A third and final concern is that, in case you haven't noticed, health care CIOs are under just a little bit of stress these days. Even the best and the brightest are feeling the pressure. A recent survey of North American CIOs found that the top three concerns that keep them up at night are (in order):
- Speed of execution to meet business goals;
- Inadequate budgets; and
- Lack of requisite staff capacity and skill sets.
Over-architected HIE approaches hit a CIO where it hurts most. Jumping to the end doesn't speed execution, it delays gratification. Better to proceed with achievable steps that deliver incremental value along the way.

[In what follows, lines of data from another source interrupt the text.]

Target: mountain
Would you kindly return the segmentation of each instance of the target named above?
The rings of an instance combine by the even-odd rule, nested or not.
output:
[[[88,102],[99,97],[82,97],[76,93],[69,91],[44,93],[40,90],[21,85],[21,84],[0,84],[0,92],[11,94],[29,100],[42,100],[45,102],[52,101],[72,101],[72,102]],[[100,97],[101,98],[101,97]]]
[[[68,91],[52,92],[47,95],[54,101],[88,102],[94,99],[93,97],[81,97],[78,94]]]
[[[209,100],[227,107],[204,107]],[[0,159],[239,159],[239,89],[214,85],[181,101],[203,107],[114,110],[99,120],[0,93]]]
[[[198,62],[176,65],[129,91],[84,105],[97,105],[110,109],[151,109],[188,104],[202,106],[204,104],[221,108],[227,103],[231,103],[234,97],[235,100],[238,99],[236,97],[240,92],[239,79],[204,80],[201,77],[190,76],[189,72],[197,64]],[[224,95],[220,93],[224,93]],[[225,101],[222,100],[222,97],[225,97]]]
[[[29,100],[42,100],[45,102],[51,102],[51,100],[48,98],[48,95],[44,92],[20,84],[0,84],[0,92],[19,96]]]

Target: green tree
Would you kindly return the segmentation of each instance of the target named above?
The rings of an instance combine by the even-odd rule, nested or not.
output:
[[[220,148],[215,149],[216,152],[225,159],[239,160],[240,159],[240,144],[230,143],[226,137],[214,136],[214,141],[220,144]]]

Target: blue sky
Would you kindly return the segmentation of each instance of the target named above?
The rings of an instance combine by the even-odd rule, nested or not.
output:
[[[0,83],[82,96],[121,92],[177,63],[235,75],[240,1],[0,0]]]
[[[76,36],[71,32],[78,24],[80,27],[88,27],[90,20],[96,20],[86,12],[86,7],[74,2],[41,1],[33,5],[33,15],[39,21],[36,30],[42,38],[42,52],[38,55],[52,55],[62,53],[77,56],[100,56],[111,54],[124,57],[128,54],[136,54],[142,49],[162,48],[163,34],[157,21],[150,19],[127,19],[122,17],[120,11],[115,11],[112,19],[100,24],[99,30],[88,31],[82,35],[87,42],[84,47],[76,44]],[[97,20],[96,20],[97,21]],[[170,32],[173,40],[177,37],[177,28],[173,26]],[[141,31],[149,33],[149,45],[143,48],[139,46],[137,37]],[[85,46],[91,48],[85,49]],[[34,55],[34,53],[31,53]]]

The pushback I always get to this perspective is that the first incremental steps -- pushing clinical documents whether by NwHIN Direct or other more widely used industry standards -- are of low value and therefore not worth the effort. Well, the value may be lower, but so, too, is the cost, and both are easier to estimate for directed exchange than for more speculative longer-term steps.
In addition, one should never underestimate the ingenuity of human beings -- systems only get better through use. The statewide HIE efforts in New Hampshire and Massachusetts have come up with well over 50 use cases that can be enabled simply through push technologies, and I am confident that many many more will arise once clinicians begin using the system.
Finally, intentionally focusing on incrementalism allows one to design the first step to be a high confidence one, rather than allowing confidence to be a variable. Under-promising and over-delivering is as true in HIE as it is in all other walks of life.